As expected, the EPA’s “tailoring rule,” under which it proposes to regulate stationary sources of greenhouse gases under the Clean Air Act (CAA) only if they produce over 75,000 tons of carbon dioxide equivalent forcing per year, has been challenged in court by numerous organizations. These include industry, several states (the usual suspects including Texas), and more surprisingly several environmental organizations.
The crux of industry and state challenges to the tailoring rule is that it is illegal pure and simple. Specifically, the challenges note that the CAA requires that when the EPA regulates stationary sources under the CAA, that it do so for sources that emit over either 100 or 250 tons per year. Of course, industry doesn’t really want all of these smaller sources regulated, but they want to make it virtually impossible for EPA to regulate at all. If the EPA had to regulate all of these small sources, regulation would be virtually impossible. (EPA’s primary argument for the legality of the tailoring rule is a doctrine known as “administrative impossibility”). Even if the EPA tried to, Congress would surely take action then to suspend the regulation (something that it has not been able to do so far, though several Senators have tried).
The environmental organizations take the other tack, claiming that while they don’t oppose “tailoring” out small sources, that the level is not small enough. (They prefer 25,000 tons per year).

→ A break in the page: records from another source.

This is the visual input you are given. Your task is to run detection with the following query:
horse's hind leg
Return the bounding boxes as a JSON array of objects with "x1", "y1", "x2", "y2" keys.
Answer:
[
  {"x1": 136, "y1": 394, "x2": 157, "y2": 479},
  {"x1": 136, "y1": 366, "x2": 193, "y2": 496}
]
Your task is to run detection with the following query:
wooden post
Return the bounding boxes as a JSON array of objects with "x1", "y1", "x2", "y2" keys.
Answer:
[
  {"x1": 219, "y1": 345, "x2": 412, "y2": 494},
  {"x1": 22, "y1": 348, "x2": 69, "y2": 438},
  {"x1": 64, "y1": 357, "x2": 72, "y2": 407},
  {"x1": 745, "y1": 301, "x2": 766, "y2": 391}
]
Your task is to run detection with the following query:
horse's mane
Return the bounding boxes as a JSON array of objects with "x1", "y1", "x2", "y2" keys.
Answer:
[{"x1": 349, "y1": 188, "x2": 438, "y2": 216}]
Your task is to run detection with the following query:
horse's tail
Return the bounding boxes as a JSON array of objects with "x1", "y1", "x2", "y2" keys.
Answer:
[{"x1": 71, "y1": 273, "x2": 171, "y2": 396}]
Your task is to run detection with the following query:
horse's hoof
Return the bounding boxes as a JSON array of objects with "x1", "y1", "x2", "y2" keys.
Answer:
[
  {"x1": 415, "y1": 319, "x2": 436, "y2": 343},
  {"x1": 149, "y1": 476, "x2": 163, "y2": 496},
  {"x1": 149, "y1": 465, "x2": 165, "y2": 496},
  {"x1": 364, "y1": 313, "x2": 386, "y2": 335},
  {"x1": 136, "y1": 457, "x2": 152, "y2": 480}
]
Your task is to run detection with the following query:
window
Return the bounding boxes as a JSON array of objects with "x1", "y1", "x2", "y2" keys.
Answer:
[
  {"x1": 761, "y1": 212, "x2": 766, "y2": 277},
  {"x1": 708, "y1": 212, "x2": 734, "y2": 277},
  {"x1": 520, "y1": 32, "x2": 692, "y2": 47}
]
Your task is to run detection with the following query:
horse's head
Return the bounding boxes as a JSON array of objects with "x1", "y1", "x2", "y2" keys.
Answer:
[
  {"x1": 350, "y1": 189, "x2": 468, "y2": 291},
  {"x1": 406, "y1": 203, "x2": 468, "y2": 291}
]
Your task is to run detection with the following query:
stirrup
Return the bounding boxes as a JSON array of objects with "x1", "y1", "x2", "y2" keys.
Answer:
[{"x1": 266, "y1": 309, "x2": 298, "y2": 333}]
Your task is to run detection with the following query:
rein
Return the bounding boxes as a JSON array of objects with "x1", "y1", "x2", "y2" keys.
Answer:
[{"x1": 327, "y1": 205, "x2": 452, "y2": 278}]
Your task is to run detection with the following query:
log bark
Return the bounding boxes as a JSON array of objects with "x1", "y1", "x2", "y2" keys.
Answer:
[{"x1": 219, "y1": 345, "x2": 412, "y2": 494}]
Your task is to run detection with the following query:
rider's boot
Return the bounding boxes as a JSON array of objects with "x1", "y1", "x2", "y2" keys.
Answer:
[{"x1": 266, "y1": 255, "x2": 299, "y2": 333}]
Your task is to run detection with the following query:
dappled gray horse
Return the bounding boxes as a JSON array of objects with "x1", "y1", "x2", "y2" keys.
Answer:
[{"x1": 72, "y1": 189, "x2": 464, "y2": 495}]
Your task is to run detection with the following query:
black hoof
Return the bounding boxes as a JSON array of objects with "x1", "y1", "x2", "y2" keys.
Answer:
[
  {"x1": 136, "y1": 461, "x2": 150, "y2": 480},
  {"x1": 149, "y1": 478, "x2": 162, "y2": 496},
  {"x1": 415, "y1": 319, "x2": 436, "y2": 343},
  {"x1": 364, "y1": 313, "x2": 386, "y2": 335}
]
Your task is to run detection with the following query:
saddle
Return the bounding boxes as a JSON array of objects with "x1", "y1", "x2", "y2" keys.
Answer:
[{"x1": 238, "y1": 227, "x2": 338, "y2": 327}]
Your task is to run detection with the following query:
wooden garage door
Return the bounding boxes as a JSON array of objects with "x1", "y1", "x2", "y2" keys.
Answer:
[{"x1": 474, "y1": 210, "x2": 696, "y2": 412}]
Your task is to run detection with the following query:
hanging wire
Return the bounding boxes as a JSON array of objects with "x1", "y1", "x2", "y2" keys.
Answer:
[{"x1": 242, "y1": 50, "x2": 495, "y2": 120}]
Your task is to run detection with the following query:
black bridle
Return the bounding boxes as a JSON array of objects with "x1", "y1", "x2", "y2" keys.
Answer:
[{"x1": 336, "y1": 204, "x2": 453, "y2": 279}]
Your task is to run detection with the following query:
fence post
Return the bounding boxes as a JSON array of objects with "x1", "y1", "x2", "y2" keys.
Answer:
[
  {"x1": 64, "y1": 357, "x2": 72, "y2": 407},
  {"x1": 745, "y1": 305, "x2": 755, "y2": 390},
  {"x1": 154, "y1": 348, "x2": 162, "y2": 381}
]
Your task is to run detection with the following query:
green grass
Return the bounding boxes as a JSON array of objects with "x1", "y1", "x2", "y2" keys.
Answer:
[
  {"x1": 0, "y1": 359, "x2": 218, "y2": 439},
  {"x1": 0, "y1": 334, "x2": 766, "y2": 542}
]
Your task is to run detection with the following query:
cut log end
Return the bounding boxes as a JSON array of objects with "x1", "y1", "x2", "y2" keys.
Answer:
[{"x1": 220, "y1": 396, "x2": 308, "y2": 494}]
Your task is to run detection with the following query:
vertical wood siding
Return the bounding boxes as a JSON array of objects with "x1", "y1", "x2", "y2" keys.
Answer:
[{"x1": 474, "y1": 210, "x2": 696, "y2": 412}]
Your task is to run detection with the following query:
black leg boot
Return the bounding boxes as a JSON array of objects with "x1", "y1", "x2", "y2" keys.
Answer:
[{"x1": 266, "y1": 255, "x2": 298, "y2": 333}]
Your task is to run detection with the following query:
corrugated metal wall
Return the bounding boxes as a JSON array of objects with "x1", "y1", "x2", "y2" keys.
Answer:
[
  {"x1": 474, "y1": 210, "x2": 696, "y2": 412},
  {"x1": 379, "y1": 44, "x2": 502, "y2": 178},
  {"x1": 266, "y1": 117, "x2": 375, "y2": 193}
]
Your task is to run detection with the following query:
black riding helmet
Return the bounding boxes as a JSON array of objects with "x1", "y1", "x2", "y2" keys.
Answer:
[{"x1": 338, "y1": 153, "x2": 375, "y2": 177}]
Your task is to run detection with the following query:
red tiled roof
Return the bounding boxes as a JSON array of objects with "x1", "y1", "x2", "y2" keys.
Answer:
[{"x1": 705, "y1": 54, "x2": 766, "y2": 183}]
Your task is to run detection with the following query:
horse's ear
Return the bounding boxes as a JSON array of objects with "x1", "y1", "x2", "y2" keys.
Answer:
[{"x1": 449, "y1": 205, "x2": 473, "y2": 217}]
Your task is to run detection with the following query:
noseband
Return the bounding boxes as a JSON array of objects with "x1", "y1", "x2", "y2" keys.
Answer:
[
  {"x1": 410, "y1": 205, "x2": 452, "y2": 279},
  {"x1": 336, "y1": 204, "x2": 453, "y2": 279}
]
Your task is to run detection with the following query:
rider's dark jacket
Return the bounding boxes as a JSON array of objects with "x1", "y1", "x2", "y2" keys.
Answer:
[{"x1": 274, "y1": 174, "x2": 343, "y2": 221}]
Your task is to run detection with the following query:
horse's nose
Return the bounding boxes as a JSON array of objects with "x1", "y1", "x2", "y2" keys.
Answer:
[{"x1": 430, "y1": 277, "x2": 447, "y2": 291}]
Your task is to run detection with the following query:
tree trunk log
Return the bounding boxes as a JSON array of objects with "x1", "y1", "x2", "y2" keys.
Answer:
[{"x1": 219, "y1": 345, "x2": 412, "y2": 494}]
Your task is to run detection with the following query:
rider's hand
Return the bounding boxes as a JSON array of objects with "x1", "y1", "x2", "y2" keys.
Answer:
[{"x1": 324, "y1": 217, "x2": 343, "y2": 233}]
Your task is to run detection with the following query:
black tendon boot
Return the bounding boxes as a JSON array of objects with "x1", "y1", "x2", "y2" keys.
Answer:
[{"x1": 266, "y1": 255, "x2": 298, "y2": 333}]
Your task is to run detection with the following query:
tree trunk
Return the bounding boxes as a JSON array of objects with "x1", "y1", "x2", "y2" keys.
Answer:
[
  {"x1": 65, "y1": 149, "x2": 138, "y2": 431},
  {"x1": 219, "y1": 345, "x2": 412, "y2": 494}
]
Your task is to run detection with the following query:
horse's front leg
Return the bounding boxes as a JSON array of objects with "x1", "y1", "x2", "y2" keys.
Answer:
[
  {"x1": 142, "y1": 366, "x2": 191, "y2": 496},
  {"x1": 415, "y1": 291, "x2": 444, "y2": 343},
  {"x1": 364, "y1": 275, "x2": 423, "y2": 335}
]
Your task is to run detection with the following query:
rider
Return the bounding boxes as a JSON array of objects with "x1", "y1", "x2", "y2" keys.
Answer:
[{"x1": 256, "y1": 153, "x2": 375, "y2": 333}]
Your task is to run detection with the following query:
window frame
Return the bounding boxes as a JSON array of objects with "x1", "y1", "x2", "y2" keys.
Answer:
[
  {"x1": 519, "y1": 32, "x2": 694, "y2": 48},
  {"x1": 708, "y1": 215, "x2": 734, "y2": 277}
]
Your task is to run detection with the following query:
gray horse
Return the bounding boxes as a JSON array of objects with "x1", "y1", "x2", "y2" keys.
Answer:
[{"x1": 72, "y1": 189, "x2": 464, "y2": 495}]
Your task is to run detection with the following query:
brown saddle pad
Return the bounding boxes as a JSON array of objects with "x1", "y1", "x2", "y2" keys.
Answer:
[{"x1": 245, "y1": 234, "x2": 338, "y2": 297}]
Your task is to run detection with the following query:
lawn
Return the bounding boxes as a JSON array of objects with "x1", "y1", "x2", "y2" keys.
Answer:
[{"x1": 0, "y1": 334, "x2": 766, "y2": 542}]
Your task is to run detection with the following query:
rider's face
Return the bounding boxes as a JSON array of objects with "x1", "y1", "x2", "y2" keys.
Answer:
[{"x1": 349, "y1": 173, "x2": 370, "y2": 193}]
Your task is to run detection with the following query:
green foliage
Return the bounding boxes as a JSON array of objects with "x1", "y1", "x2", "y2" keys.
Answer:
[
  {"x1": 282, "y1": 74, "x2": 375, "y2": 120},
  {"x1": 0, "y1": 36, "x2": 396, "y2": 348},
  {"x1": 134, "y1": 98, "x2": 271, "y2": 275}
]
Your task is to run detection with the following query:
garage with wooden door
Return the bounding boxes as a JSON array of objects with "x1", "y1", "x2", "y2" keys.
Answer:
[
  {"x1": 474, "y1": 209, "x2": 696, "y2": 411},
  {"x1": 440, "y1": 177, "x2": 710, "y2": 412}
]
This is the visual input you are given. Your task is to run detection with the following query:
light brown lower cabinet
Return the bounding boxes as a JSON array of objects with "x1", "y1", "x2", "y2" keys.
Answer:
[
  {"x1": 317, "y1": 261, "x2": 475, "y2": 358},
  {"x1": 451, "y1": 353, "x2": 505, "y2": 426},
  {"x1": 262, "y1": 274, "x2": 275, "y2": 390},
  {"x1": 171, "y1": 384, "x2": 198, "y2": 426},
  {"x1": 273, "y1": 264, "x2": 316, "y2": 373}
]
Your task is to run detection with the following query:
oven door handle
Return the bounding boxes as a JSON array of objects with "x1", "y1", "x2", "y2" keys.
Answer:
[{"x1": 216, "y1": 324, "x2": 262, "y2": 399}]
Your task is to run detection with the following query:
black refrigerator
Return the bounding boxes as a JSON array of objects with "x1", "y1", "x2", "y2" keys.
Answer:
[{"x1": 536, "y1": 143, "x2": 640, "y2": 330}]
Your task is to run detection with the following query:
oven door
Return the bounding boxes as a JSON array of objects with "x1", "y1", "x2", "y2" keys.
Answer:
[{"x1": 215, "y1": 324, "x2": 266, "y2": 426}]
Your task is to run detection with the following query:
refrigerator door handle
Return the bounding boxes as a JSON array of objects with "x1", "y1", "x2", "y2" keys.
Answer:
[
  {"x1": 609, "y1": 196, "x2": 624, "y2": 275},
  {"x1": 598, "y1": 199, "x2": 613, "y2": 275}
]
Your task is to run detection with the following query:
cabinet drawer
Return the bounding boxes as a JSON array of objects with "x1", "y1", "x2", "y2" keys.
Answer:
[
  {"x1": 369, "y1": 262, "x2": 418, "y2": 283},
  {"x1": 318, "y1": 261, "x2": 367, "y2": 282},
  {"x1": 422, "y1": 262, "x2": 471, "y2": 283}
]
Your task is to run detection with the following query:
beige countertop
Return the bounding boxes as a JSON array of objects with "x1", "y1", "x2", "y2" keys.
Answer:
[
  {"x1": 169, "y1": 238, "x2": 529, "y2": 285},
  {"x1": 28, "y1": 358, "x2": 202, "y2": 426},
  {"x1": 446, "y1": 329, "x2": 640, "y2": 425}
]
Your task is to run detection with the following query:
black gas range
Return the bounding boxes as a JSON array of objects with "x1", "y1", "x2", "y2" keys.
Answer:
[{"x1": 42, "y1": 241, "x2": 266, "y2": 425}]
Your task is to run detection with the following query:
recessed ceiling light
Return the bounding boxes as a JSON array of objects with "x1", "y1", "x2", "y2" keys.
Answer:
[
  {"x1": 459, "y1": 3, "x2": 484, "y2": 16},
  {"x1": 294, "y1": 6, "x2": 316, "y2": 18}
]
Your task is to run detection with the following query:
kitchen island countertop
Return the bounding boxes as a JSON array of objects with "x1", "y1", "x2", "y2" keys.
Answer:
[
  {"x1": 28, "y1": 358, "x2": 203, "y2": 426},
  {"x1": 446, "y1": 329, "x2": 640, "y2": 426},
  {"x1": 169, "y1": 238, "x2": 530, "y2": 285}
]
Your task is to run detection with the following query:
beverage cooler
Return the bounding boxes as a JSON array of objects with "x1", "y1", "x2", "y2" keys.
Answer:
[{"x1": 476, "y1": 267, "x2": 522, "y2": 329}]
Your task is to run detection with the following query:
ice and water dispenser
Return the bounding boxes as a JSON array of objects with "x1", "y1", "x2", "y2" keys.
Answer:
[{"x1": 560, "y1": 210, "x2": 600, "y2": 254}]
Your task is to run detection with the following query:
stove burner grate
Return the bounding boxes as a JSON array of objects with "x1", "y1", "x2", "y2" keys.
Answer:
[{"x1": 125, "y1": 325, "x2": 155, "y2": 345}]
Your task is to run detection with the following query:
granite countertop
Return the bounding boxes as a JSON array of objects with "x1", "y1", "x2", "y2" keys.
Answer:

In Texas’s letter explaining its position, it goes further and eschews the EPA’s interpretation that greenhouse gases are now “subject to regulation,” and declares that the state of Texas will not regulate. Though the letter puts up some straw men in the argument about the fact that Texas can’t regulate greenhouse gases because the state definition of “subject to regulation” doesn’t include greenhouse gases, the bottom line is that Texas, like all other states with delegated programs, must comport its State Implementation Plan (or SIP) to the EPA’s definitions or be subject to withdrawal of authority. Of course, Texas is already subject to having its authority withdrawn so I suppose it has nothing to lose, but it shouldn’t pretend that states administering the CAA aren’t required to comport with the EPA’s definitions. (I would also point out that regardless of the tailoring rule’s fate, most agree that the definition of “subject to regulation” will include greenhouse gases after the EPA starts regulating them in January 2011 (pursuant to Supreme Court directive) and that this interpretation does not have to go through formal notice and comment, as Texas should well know.)